The three playwrights in this collaborative production, John Ford, Thomas Dekker and William Rowley, were quick off the mark to exploit the notoriety of the case.
Their spontaneity is reflected in a play which demands that a director weld the witch play to a main plot in which a young man, having to hide his marriage to a servant maid in order to secure his inheritance, is induced into a second, bigamous marriage, leading to despair and murder.
Gregory Doran’s production succeeds in presenting a society which convincingly encompasses the mindless harassment of the poverty-stricken Mother Sawyer by vindictive, superstitious neighbours with the social and economic tensions of an emerging middle class.
The devil, here a black, thorny-spined dog, is conjured by the desperate old woman — “’Tis all one to be a witch as to be counted one” — enabling her to gain revenge, including disrupting a morris dance, turning it into an hilarious, demented bacchanal and leading one of her main bugbears on a sexual wild goose chase ending in a dousing in the river.
Meanwhile more serious devilish influences are at play as social pressures force well intentioned Frank Thorney into a downward spiral to destruction.

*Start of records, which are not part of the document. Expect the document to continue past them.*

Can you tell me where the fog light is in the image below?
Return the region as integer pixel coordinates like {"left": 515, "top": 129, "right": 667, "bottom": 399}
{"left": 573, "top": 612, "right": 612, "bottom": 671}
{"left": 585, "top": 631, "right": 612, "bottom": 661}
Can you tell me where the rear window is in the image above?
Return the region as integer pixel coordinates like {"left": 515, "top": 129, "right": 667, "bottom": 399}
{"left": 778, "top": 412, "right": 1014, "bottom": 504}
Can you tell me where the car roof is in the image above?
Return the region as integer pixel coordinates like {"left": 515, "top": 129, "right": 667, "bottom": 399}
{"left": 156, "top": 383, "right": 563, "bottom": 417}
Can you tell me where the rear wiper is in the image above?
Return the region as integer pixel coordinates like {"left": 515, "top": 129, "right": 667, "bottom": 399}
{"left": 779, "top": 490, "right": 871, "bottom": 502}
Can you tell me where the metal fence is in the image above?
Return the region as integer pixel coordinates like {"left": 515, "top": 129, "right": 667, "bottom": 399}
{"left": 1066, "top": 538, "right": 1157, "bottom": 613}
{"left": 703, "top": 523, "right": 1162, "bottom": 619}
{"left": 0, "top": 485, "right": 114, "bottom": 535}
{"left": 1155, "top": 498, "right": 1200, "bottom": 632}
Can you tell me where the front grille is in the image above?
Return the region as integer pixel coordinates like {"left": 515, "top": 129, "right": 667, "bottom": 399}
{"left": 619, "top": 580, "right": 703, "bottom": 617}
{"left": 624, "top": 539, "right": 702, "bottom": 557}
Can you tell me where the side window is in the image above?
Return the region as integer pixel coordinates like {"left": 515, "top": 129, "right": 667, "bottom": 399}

Doran is splendidly served by outstanding performances from Eileen Atkins, resilient against all the odds, as Mother Sawyer, Ian Bonar as an increasingly entrapped Frank and Jay Simpson as a gleefully menacing canine devil.
Dafydd Llyr Thomas carries the comedy with a Bottom-like performance as the leader of the local morris men and the character who finally chases off the devil.
The play, unlike others in the series, gains from a period rather than a modernised setting, registering its relevance to our own age by the playwrights’ surprisingly modern take on the witchcraft issue in Mother Sawyer’s powerful denunciation of her accusers and the real witches of an exploitative society.